Minister Alan Kelly rejects call to end his holiday over homeless crisis


Minister Alan Kelly is being briefed, say officials
Minister Alan Kelly is being briefed, say officials

Environment Minister Alan Kelly is not planning to cut short his holidays to deal with the "tsunami" of homelessness sweeping the country.

Fianna Fail yesterday demanded that the minister return to his department to take urgent action. New figures have revealed 616 family homes were the subject of repossession orders in the first six months of this year. It also emerged that a couple in their 30s with three children were discovered about to sleep in a Dublin park after being evicted from their home.

A spokesman for Minister Kelly said last night that he was on holidays in Ireland, but was in daily contact with the department and talking to high-ranking officials about the heightening crisis.

"He is fully aware of the situation and being briefed. He doesn't have to be physically in the office to be aware of what is going on and to take action," the spokesman said.

Fianna Fail's spokesman on Dublin, Senator Darragh O'Brien, said the country is in the grip of a housing emergency and an urgent statement was required from the Government.

According to figures released by the Court Service, 616 family homes were the subject of repossession orders in the first six months of this year and orders were granted against a further 284 other properties during the period.

Dublin and Cork households were particularly hard hit, with 97 families losing their home in Dublin and 91 in Cork over the period.


"We are seeing a tsunami of home repossessions sweeping the country.

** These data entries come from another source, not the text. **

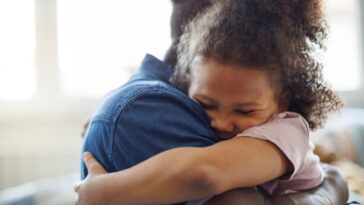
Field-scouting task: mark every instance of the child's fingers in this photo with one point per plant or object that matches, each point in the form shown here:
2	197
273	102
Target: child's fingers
93	166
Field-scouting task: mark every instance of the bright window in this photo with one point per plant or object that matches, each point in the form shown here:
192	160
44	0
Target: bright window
17	50
343	66
101	42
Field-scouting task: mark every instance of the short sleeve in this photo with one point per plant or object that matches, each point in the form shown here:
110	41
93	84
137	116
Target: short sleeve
290	133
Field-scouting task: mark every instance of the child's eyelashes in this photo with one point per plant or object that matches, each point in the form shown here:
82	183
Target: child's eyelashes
244	112
208	106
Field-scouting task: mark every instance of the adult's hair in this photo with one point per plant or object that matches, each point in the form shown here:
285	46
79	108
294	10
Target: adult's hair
183	11
284	38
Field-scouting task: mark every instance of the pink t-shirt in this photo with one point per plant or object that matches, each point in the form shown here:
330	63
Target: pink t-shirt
289	131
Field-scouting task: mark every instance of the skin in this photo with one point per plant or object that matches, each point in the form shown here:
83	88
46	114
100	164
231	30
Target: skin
202	172
235	97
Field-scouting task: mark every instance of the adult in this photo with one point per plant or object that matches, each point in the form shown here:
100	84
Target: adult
148	116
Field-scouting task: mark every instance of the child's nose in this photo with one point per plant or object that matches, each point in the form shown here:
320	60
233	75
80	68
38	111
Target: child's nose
222	124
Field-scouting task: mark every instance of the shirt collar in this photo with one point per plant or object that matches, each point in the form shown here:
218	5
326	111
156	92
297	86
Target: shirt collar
155	69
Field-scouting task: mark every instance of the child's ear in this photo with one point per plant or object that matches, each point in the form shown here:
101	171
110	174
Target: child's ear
284	101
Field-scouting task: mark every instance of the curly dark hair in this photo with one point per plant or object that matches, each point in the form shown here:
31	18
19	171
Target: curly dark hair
283	37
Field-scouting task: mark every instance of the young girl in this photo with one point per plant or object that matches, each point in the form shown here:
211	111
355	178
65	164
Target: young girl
250	64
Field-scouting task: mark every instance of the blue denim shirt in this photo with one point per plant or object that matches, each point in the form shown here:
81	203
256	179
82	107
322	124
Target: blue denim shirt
144	117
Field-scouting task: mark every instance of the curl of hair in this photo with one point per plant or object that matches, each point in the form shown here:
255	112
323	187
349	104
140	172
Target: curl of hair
283	37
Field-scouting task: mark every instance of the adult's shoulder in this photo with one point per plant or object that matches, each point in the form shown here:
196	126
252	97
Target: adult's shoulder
147	96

"The fact that over 600 family homes have already been repossessed since the start of the year is extremely worrying," Senator O'Brien said, adding that the problem of long-term arrears needs urgent action.

"There are 37,933 owner occupiers more than two years behind in their mortgage payments. This category now constitutes 36pc of all accounts in arrears, and 79pc of arrears outstanding.

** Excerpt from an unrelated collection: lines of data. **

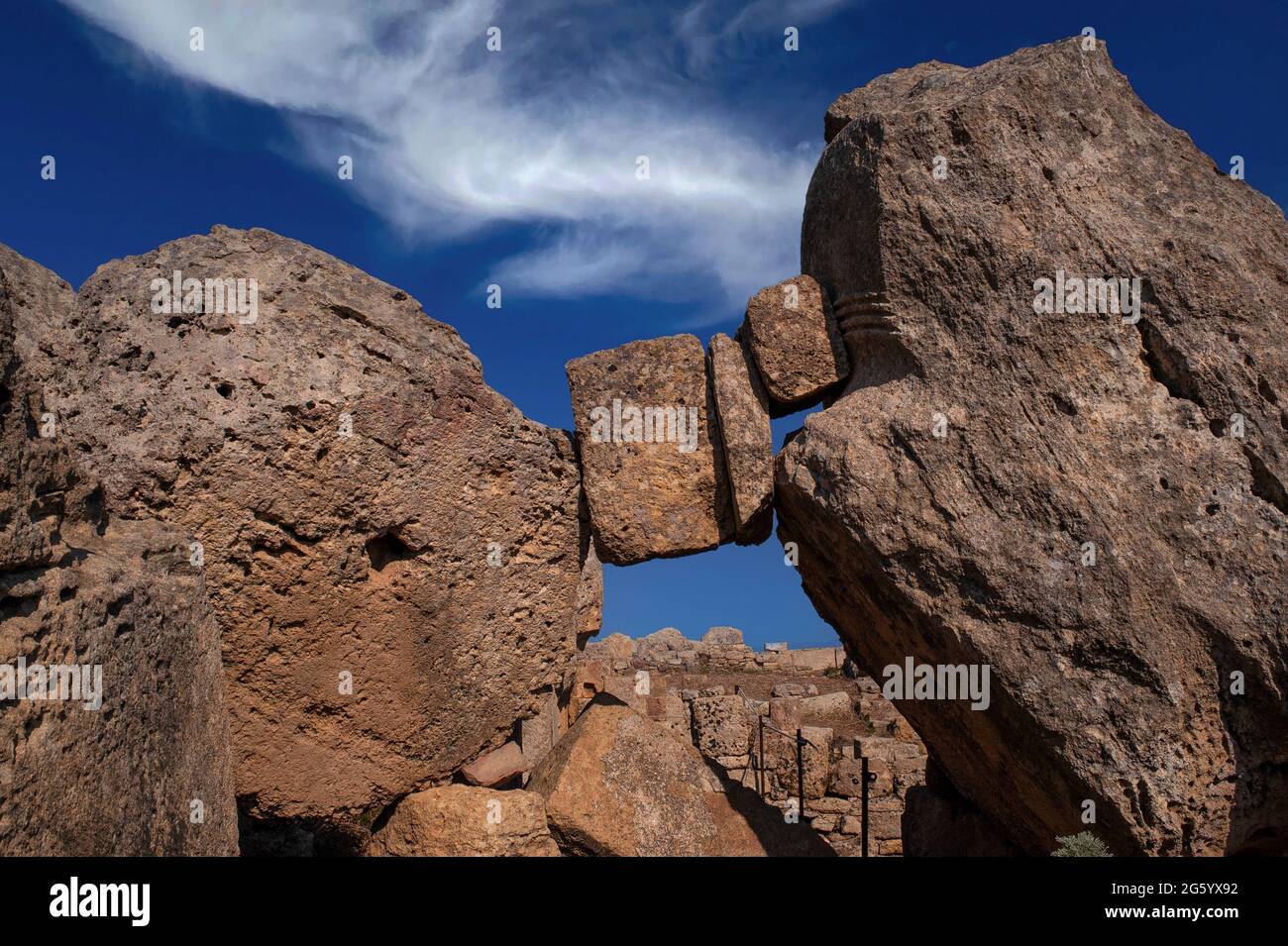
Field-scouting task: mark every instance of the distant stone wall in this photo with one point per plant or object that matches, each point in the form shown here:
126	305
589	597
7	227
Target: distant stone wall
721	649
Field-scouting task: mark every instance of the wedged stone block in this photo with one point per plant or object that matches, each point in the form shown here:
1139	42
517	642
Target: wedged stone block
794	339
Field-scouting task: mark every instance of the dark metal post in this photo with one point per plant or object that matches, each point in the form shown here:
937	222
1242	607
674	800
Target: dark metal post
864	775
760	768
800	773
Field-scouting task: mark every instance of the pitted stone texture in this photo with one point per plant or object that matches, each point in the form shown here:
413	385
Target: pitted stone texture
125	778
1109	681
720	726
649	499
722	636
465	821
793	335
433	556
748	451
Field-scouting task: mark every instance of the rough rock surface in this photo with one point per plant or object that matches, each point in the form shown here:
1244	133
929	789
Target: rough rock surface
149	770
720	726
649	494
748	450
944	501
793	335
391	550
465	821
497	766
622	786
722	636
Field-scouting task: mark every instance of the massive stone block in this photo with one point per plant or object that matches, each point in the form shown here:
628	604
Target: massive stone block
793	335
1064	497
745	438
129	753
465	821
649	451
391	550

"The IMF has noted that mortgages continue to move into long-term arrears and said the problem 'will require intensified and sustained efforts' from the authorities here," he added.

Senator O'Brien said more and more families were finding themselves with nowhere to go as their homes face repossession and they cannot afford inflated rents.

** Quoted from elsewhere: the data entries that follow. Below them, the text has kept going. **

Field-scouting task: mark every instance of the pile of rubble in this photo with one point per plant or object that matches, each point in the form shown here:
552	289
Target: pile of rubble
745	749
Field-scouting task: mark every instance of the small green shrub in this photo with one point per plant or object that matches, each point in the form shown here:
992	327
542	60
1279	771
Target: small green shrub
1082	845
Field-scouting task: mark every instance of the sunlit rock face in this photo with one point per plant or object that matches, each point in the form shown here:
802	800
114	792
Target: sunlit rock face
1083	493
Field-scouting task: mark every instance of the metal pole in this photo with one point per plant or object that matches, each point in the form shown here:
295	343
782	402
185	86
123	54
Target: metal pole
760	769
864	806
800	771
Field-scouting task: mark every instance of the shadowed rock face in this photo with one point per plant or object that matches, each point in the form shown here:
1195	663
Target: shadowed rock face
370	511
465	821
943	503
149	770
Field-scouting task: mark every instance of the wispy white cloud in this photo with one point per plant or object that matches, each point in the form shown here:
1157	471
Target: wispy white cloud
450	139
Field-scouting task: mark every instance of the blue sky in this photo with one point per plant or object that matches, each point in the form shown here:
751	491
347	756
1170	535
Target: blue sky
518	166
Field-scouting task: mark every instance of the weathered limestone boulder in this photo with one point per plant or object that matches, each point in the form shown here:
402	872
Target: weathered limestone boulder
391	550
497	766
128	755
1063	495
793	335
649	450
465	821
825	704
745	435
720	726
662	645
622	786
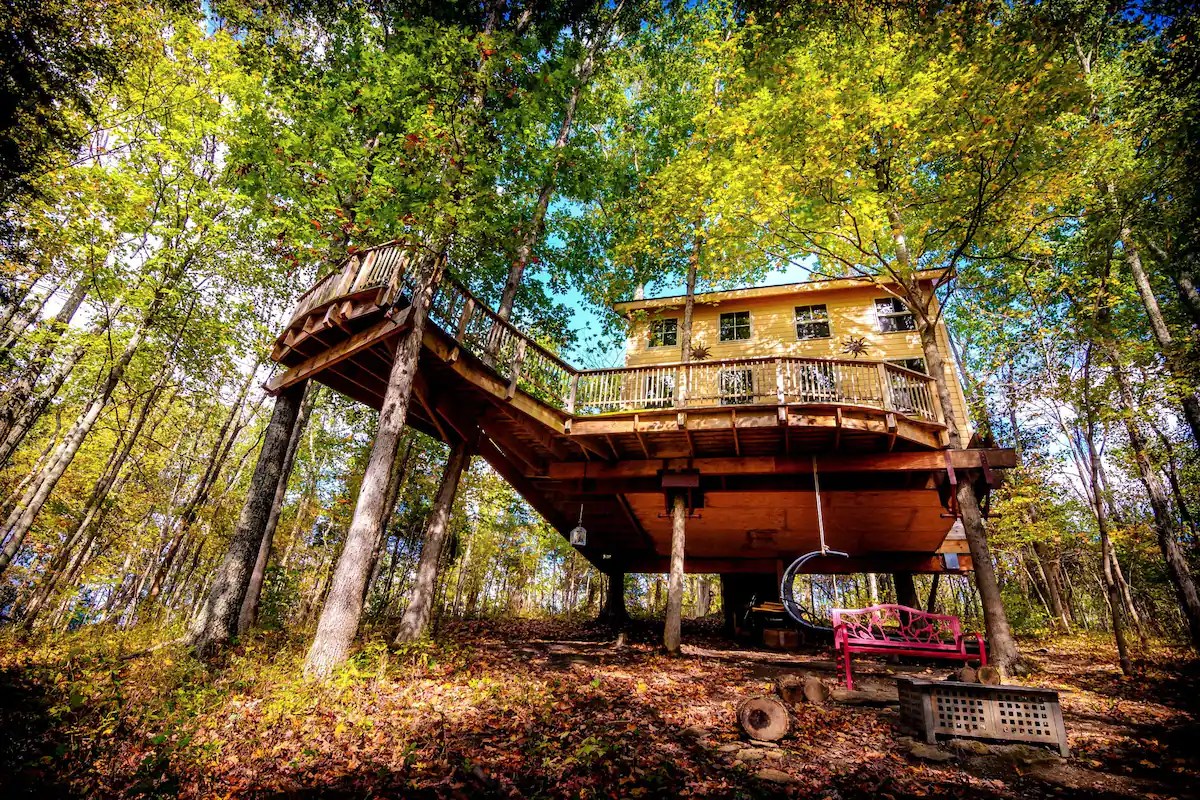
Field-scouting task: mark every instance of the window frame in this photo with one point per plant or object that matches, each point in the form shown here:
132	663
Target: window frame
893	316
661	322
720	326
826	322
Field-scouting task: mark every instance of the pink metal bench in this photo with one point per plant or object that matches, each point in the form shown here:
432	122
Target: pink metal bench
899	631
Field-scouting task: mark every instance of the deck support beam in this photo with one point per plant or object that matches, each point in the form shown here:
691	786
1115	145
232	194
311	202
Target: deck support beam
675	578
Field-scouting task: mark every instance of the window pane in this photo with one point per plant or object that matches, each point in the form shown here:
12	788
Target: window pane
893	316
737	386
736	325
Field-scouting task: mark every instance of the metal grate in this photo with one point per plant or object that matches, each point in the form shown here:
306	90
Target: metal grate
1005	713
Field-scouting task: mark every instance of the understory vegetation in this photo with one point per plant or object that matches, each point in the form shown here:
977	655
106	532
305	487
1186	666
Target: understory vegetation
174	175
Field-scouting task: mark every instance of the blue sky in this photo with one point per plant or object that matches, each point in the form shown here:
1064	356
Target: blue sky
586	322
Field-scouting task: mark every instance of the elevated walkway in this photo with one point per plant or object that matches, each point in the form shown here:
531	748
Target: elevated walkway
739	435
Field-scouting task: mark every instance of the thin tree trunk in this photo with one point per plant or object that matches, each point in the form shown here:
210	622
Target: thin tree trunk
675	579
88	528
19	392
27	417
417	617
217	624
1164	522
249	613
1188	400
395	482
532	233
1102	523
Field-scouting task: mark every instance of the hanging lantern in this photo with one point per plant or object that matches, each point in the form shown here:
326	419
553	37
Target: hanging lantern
579	535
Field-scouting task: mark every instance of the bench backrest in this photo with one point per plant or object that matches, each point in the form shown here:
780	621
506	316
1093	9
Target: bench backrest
891	624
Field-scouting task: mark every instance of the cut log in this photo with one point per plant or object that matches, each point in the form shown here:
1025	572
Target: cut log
791	689
966	675
989	675
763	719
815	691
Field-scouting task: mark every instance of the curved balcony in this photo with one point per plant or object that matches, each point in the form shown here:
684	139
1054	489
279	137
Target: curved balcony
382	277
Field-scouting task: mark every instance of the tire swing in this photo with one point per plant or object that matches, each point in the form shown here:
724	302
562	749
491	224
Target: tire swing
799	613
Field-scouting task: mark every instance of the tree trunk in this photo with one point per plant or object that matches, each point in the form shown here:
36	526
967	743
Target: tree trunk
21	519
1188	400
343	608
249	613
615	612
89	523
25	417
675	579
415	620
1049	567
1102	523
395	481
216	626
532	233
1164	522
18	394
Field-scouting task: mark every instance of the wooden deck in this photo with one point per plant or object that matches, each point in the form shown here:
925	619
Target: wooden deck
741	435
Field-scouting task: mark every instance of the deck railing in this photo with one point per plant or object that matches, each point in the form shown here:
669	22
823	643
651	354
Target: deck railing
531	367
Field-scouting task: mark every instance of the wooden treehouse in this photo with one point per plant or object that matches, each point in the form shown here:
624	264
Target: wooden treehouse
737	433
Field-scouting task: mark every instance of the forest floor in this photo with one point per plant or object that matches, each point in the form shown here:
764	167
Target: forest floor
527	709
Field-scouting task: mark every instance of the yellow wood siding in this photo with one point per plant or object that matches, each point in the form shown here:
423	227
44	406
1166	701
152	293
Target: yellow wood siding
773	332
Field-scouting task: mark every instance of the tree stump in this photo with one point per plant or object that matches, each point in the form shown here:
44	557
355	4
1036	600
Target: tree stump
989	675
763	719
815	691
966	674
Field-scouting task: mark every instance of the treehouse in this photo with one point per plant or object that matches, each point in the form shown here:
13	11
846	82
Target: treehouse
787	389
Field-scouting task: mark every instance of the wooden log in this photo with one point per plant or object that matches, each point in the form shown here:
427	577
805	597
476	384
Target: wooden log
989	675
791	689
763	719
965	674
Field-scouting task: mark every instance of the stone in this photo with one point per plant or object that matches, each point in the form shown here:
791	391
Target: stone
1026	755
929	752
774	776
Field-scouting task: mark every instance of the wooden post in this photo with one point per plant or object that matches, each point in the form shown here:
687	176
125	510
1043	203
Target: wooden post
613	611
675	581
886	388
420	605
217	623
517	360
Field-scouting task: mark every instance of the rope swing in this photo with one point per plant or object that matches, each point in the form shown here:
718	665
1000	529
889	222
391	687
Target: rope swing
797	612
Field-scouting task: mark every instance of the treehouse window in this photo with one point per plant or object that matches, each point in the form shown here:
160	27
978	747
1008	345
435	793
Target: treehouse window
736	326
665	332
811	322
894	317
916	365
737	386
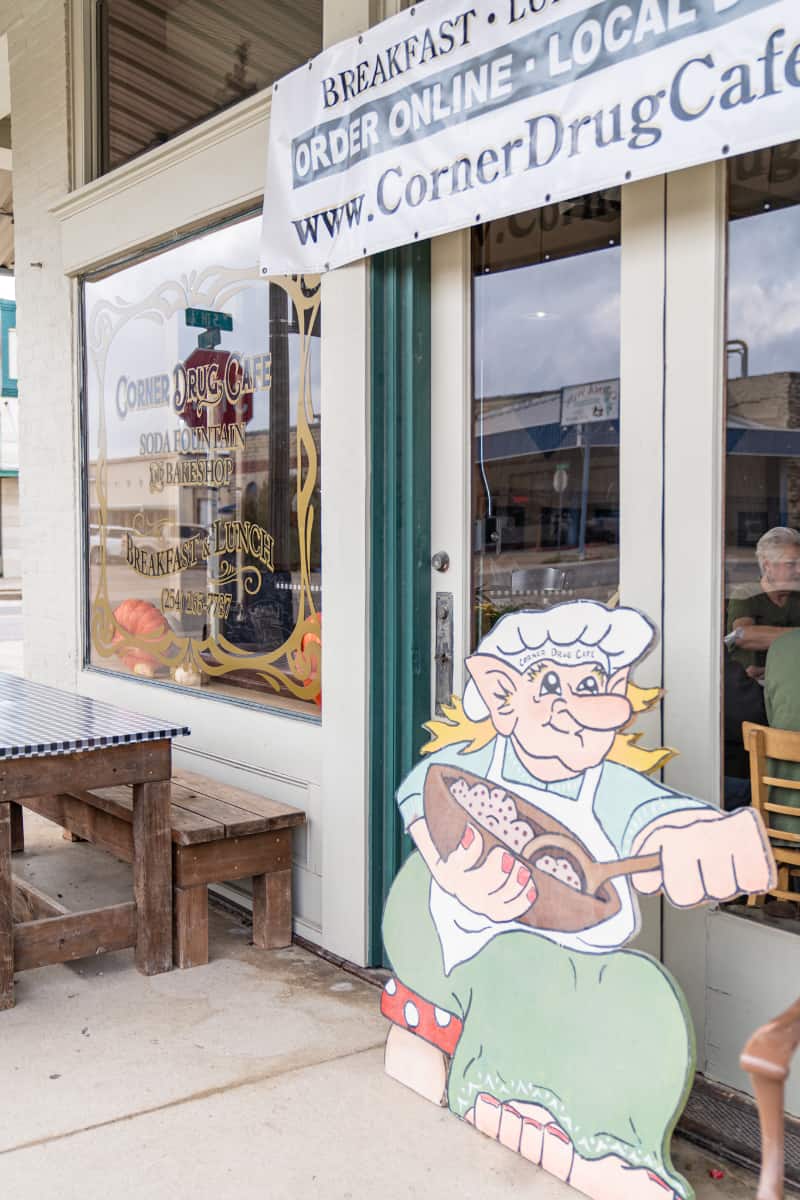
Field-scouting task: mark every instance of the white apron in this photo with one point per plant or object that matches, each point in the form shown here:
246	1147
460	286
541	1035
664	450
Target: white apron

Other figures supplied to Fianna Fail show that there were 3,395 civil bills lodged in the first six months of the year.

These are the first stage of the repossessions process and an indicator of the massive problem coming down the line.


The Irish Mortgage Holders Association puts the overall number of householders facing repossession actions in the courts at three times this figure.

"I'd put the figure at in or around 10,000," said spokesman Stephen Curtis who said his organisation was "inundated with calls from people who are facing repossession."